Option 2: Derive from that class
Another option is to derive from that class, just for the purpose of DI configuration. This is especially useful when you can't change the class signature (i.e. when it's a third-party component):
private sealed class DILoginManager : LoginManager
{
DILoginManager(IRegionManager regionManager,
IEventAggregator eventAggregator)
: base(regionManager, eventAggregator,
ConfigurationManager.AppSettings["MainRegion"],
new Uri("Login"),
new Uri("Target"))
{
...
}
}
Define this class close to the composition root of your application. This class becomes an implementation detail of your DI configuration. Registration of your type will now be very simple:
container.RegisterType<ILoginManager, DILoginManager>();
Be very careful though with calls that lazy load configuration values, such as ConfigurationManager.AppSettings["MainRegion"]. This could easily lead to situations where configuration errors are not caught during application startup, which really is preferable.

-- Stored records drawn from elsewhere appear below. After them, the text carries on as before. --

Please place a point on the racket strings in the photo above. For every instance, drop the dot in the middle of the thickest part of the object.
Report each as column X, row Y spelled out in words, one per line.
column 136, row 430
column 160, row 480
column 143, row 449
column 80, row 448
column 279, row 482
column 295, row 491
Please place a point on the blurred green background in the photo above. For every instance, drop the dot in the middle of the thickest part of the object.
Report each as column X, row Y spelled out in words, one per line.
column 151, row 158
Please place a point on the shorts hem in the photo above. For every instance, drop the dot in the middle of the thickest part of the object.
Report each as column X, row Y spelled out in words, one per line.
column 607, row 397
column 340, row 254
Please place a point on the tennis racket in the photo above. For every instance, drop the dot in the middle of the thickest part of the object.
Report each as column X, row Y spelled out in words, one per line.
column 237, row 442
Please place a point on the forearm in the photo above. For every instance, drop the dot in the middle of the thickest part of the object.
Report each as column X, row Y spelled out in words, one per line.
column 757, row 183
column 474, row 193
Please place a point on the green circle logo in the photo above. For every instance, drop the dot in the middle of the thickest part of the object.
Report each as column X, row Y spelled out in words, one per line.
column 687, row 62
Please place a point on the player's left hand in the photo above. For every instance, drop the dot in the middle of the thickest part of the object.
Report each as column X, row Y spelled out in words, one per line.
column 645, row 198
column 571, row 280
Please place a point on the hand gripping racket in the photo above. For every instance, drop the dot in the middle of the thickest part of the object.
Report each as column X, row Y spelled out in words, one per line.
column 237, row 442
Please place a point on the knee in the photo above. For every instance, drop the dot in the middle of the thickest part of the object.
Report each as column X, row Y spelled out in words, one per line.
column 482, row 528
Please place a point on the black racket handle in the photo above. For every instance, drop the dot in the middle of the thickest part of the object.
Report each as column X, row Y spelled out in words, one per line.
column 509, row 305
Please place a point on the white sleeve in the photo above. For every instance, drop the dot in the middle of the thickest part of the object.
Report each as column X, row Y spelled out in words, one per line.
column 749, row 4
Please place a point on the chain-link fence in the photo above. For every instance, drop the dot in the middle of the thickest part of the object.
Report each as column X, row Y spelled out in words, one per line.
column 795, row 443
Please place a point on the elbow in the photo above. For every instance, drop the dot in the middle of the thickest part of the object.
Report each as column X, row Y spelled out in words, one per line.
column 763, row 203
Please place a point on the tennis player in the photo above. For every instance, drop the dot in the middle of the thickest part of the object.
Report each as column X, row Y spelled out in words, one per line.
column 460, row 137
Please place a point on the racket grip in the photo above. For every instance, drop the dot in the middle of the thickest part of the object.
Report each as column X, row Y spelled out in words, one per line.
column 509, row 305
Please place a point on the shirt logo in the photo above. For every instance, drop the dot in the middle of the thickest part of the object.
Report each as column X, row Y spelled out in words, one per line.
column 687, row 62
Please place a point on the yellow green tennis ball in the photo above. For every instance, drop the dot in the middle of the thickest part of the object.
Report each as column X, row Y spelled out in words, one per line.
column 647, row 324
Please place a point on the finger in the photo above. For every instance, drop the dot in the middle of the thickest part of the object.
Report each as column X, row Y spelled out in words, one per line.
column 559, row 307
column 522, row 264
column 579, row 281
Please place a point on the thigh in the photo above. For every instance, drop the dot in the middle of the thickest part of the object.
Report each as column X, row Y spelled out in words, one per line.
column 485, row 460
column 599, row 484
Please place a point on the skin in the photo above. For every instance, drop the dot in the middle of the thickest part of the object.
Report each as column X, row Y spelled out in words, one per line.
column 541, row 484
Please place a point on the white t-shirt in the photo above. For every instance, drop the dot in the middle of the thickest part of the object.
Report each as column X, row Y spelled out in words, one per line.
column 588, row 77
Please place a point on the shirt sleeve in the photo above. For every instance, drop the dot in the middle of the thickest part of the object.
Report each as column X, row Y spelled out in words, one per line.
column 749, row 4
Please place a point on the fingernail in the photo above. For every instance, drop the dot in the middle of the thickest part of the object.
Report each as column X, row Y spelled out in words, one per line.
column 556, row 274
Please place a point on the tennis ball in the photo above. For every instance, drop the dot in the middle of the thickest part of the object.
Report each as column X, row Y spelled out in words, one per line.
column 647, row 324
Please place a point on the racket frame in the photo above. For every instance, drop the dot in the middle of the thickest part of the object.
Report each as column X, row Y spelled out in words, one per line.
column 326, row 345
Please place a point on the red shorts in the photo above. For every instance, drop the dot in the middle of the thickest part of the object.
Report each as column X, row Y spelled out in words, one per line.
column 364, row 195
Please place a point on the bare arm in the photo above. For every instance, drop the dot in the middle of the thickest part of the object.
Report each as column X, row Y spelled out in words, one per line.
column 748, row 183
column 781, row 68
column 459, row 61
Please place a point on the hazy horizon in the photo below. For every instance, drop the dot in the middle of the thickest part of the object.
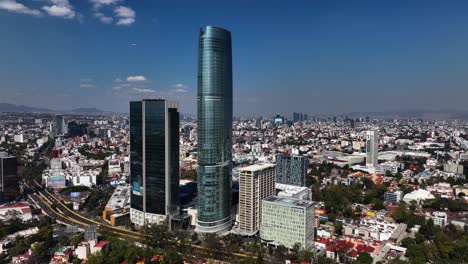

Option 3: Use a factory delegate
The last option I would like to present is a factory. This will look much like Traveses' answer, but is more type-safe:
var mainRegion = ConfigurationManager.AppSettings["MainRegion"];
container.Register<ILoginManager>(new InjectionFactory(c =>
{
return new LoginManager(
c.Resolve<IRegionManager>(),
c.Resolve<IEventAggregator>(),
ConfigurationManager.AppSettings["MainRegion"],
new Uri("Login"),
new Uri("Target"));
}));
No it's not a bad habit. It is a perfectly valid scenario. It's been few years since I moved on from Unity but from the top of my head with it you have to explicitly point to the constructor you want and enumerate all parameters and for the primitive ones do new ResolvedParameter("your value").
Also I noticed you have a Type parameter there. Be cautious with Unity as it has a... very surprising way of handling those. I have a blogpost detailing that here.